Last week, Judith Fischer sent me a link to an interview between Ed Bacon and Cynthia Tucker that speaks directly to this dynamic. Ed is a mutual friend who is priest at a church in Atlanta. Cynthia is a Pulitzer Prize journalist who was editor of the editorial page of the Atlanta Journal Constitution for years. Cynthia stated that half of America isn’t happy with the 21st century. They are upset with modernity. She went on to share a conversation she had with a man who had called to critique one of her editorials. After he had vented his anger, he calmed down and said, “What I’m hearing is that everything I was taught as a child is wrong.” Cynthia said she’s never forgotten that comment; she realized he’d probably grown up learning that black people are second class citizens, that a woman’s place is in the home, and that homosexuality is an abomination. Ed replied by telling a similar yet totally different story. He spoke of a member of his congregation who he referred to as a “learner” rather than a victim or a victor.
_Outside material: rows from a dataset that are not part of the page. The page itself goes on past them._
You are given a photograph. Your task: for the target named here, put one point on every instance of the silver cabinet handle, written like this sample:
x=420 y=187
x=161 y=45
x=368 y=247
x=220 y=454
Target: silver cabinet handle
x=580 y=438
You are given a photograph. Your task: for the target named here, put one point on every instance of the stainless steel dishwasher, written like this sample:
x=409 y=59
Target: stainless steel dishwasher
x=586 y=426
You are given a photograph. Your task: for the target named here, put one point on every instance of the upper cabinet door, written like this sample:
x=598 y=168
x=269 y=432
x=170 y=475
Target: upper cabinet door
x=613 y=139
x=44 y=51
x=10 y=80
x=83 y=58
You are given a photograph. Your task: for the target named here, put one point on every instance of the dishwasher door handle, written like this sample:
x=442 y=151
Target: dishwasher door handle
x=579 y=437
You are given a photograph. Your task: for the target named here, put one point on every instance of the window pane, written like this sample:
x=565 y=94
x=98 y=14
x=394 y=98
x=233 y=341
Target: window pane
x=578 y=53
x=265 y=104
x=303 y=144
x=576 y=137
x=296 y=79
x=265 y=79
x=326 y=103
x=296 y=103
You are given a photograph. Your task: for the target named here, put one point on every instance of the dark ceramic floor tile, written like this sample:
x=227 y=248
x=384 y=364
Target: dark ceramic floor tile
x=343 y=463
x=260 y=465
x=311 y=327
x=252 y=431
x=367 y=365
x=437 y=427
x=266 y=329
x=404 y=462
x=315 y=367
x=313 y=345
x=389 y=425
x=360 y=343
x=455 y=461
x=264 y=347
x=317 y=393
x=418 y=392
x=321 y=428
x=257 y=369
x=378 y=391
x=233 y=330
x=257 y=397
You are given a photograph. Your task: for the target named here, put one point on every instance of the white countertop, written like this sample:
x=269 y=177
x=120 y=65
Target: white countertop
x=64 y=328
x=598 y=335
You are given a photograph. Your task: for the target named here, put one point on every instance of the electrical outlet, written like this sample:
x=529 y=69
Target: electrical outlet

She said, “I am so angry that I’m having to unlearn so much that I was taught.
Do you see the similarity and the difference? Ed’s member shared the anger of Cynthia’s caller. But his anger expressed resistance and resentment for being told that what he learned as a child was wrong. Her anger was that she had been taught them in the first place. She didn’t resist or resent it. She was simply angry that she had so much to unlearn. I wonder if those two responses describe the divide in the country right now. Everyone is angry. How could we not be? I want to be careful not to oversimplify here. But half the country seems to resent and resist the changes being demanded by those who were voiceless for so long. And the other half feels overwhelmed by how much they will have to change to heal the damage that has been done by ignoring those voices. That may not be the only, or even primary, feature that divides Americans, but it reveals that everyone has internal work to do to grow into the new world that is emerging, like it or not.
The practice of questioning familiar interpretations of biblical texts like the Parable of the Talents has strengthened muscles I need to open myself to the painful process of unlearning social patterns I had been taught as a child. I don’t ask you to agree with my questions. Instead, I hope that hearing my explorations of alternative meanings might strengthen your own muscles for unlearning some things you were taught. Perhaps in that way St. Athanasius might contribute to healing the damage done by ignoring the voices of the voiceless. That may not be what people expect to happen by going to church. But I think it’s pretty consistent with Jesus’ teaching method. And I think healing the damage we’ve done as a society and as a church is important work. For that reason and many more, I am grateful for the ways you support this ministry.